O pacto da branquitude, como definido por Cida Bento, é justamente isso: um acordo não dito entre pessoas brancas para proteger uns aos outros, mesmo diante de atos racistas explícitos. Ele se manifesta na solidariedade seletiva, na relativização da dor negra e, muitas vezes, no desconforto em ver um semelhante sendo responsabilizado. Dani não silenciou — e talvez isso seja ainda mais preocupante. Ela falou e, mesmo assim, escolheu proteger a liberdade de um colega em detrimento da justiça para com aqueles que foram alvos de seu discurso racista.

O que está em jogo não é apenas a liberdade de um humorista. É a liberdade das pessoas negras de existirem sem serem alvos constantes de piadas desumanizantes. É a liberdade de uma sociedade de dizer, com firmeza, que o racismo não será tolerado — nem nas ruas, nem nos palcos, nem nas telas. Responsabilizar legalmente quem comete racismo é um passo civilizatório. Minimizar isso sob o argumento da “liberdade artística” é um retrocesso.

A fala de Dani Calabresa se soma a uma longa tradição de condescendência branca, onde a crítica ao racismo é feita de forma genérica, mas a solidariedade concreta recai sobre o agressor.
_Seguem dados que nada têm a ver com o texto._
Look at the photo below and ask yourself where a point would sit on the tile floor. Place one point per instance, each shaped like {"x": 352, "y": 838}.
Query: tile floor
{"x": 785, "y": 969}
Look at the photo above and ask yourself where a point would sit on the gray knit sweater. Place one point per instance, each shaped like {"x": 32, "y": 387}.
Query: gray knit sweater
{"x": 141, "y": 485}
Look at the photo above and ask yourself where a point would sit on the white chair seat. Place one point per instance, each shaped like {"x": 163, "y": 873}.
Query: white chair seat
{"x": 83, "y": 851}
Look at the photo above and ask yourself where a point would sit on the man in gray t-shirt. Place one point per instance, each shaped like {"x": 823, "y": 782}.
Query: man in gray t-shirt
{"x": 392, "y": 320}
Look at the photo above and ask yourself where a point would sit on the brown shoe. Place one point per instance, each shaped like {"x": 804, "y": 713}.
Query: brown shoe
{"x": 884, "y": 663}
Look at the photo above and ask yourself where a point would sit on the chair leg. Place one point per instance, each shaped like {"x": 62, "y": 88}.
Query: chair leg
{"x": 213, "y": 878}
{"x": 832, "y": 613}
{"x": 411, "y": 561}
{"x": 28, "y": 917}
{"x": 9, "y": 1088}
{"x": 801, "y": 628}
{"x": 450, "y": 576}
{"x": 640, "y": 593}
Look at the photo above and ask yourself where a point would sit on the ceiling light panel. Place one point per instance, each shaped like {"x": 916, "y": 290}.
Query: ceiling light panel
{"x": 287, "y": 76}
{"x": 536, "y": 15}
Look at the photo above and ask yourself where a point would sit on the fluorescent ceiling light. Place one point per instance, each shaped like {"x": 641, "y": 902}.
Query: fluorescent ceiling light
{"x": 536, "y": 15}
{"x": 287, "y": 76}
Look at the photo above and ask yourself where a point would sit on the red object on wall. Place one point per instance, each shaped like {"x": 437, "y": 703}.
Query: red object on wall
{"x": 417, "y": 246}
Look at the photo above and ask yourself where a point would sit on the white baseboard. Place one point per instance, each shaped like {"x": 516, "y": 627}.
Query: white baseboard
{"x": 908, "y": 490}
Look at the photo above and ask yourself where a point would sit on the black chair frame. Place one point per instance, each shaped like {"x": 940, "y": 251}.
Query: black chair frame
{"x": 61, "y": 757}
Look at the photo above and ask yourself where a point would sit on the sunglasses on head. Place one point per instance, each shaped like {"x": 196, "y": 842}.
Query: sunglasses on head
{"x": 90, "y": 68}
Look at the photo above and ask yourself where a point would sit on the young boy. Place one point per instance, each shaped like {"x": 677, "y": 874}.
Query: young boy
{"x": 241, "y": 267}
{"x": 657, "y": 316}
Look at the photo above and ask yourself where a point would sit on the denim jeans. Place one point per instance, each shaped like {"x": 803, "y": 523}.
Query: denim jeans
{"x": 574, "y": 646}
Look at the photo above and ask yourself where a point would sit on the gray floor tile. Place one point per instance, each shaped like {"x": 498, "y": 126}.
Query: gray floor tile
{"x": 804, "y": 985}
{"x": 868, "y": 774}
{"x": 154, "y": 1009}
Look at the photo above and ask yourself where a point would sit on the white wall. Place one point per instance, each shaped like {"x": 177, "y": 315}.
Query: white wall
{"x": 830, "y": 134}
É o que chamamos de antirracismo performático: aquele que se pronuncia apenas até o ponto em que não compromete os laços de classe, de grupo ou de cor.

Dani perdeu a oportunidade de usar sua visibilidade para um rompimento real com o pacto da branquitude. Preferiu o meio-termo confortável. Mas o racismo não é um tema para concessões. Ele mata, fere, marginaliza — e rir disso não pode mais ser aceitável.

É tempo de escolher de que lado estamos: do lado da justiça ou do lado da conveniência.